This post is a collection of notes on the creation and termination of a Python multiprocessing Process, investigating in particular what happens when the interpreter terminates.

Background

In the following code snippet, the main thread spawns a worker process that requires a certain amount of time to terminate.

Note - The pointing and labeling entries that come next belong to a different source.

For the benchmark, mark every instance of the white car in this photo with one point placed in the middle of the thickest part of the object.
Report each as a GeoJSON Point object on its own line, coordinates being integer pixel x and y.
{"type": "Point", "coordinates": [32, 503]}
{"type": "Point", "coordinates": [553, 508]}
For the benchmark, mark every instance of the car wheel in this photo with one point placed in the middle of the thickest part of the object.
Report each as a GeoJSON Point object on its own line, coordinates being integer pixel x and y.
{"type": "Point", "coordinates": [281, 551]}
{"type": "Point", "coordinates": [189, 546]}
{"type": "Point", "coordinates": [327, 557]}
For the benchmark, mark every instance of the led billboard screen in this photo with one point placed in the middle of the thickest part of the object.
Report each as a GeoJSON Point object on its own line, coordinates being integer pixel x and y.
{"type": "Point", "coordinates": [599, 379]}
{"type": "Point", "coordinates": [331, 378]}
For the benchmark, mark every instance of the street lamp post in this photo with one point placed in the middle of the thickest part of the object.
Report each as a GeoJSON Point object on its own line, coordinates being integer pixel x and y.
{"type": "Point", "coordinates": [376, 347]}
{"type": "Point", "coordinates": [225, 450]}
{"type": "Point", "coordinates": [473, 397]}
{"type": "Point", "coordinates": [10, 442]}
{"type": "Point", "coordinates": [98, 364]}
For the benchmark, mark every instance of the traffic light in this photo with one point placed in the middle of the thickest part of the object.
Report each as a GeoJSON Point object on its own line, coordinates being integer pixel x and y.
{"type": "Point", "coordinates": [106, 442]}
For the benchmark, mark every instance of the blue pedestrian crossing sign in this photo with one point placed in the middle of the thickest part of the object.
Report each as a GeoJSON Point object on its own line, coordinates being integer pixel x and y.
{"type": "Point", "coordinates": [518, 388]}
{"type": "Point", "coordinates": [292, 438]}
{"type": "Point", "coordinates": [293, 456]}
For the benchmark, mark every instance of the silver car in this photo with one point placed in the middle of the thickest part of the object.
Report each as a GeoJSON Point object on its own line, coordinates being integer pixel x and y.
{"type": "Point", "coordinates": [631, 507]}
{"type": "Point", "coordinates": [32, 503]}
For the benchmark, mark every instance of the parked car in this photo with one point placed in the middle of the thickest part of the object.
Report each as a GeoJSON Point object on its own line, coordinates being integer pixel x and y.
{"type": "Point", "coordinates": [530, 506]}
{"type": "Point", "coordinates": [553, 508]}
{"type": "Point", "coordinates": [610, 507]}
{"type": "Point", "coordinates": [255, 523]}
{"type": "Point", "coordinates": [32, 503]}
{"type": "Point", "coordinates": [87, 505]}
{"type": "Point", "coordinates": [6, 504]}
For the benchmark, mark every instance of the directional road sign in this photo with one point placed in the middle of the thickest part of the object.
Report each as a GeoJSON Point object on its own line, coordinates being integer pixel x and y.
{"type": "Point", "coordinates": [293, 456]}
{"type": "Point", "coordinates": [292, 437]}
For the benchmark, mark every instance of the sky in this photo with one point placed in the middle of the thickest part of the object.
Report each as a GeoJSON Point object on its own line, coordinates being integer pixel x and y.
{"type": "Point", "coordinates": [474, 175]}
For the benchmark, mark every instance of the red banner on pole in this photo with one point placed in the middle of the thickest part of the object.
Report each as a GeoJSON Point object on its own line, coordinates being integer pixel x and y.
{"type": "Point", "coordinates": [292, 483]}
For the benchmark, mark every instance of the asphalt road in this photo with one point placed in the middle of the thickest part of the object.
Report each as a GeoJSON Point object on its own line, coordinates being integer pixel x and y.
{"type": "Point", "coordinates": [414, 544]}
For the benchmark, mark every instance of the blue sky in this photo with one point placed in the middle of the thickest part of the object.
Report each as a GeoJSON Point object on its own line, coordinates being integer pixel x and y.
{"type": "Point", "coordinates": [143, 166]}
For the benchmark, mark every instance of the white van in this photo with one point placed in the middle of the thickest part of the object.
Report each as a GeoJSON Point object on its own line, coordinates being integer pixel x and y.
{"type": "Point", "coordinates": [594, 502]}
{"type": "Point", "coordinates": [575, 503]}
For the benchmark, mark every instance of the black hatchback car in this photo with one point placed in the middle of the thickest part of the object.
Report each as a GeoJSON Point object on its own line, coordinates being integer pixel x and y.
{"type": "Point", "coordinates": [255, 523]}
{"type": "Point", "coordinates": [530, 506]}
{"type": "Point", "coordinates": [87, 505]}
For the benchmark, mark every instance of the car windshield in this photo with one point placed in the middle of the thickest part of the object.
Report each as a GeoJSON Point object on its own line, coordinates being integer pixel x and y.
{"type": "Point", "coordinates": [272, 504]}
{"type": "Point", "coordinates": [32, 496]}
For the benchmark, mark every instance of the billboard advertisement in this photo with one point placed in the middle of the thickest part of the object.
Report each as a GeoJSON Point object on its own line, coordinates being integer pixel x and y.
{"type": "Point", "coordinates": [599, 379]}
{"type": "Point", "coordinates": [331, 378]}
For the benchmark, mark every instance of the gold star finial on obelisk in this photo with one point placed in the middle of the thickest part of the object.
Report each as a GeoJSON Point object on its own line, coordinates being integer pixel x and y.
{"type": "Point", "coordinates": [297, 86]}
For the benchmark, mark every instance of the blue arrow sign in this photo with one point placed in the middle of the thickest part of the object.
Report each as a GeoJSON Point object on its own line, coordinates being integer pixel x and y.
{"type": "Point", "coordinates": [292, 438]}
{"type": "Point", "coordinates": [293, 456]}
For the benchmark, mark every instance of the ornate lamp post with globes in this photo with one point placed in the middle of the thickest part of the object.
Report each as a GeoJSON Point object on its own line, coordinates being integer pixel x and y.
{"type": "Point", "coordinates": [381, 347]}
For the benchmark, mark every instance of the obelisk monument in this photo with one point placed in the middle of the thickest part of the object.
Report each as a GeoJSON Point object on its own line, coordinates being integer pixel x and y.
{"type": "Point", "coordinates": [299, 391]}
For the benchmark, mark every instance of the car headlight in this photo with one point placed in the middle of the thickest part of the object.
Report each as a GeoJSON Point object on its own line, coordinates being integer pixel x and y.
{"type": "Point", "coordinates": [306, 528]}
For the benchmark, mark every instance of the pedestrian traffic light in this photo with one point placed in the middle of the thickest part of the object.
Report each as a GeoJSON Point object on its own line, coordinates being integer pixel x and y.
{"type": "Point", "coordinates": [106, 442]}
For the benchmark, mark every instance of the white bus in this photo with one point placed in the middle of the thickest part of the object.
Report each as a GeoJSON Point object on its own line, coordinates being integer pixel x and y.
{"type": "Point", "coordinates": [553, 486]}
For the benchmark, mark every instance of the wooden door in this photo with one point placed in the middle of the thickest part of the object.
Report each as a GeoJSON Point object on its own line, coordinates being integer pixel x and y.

from multiprocessing import Process
import time

def worker():
    time.sleep(10)
    print "Worker process"

p = Process(target=worker)
p.start()
print "All done"

When this code is executed, “All done” is immediately printed, then a 10 seconds delay follows and the message “Worker Process” is printed on the tty. What happens exactly when the process is created and why the interpreter does not return until the worker has completed the execution?

A deeper look with strace

strace might seem a bit of an overkill in this case, as normally pdb would be just enough to understand what happens at the Python multiprocessing library level. However, I find the level of understanding that comes from analyzing strace output invaluable and definitely worth the effort of filtering out non-relevant stuff. In order to trace both the parent and the child, -f flag is required. The worker process is initially created via clone syscall:

clone(child_stack=0, flags=CLONE_CHILD_CLEARTID|CLONE_CHILD_SETTID|SIGCHLD, child_tidptr=0x7fca99ea09d0) = 17498
Process 17498 attached
[...]
[pid 17498] select(0, NULL, NULL, NULL, {10, 0}) = 0 (Timeout)
[pid 17498] fstat(1, {st_mode=S_IFCHR|0620, st_rdev=makedev(136, 6), ...}) = 0[pid 17498] mmap(NULL, 4096, PROT_READ|PROT_WRITE, MAP_PRIVATE|MAP_ANONYMOUS, -1, 0) = 0x7fca99ec8000
[pid 17498] mmap(NULL, 4096, PROT_READ|PROT_WRITE, MAP_PRIVATE|MAP_ANONYMOUS, -1, 0) = 0x7fca99ec8000
[pid 17498] write(1, "Worker process\n", 15Worker process

The absence of CLONE_VM, to enable sharing page tables, and CLONE_FS, to enable sharing the fs_struct in task_struct (i.e. the open files table), when invoking clone clearly indicates that a new process is being created rather than a thread. SIGCHLD is also set, which causes the parent to be signaled upon the termination of the child. The process then waits 10 seconds via select syscall and finally prints its message. What is the parent doing meanwhile?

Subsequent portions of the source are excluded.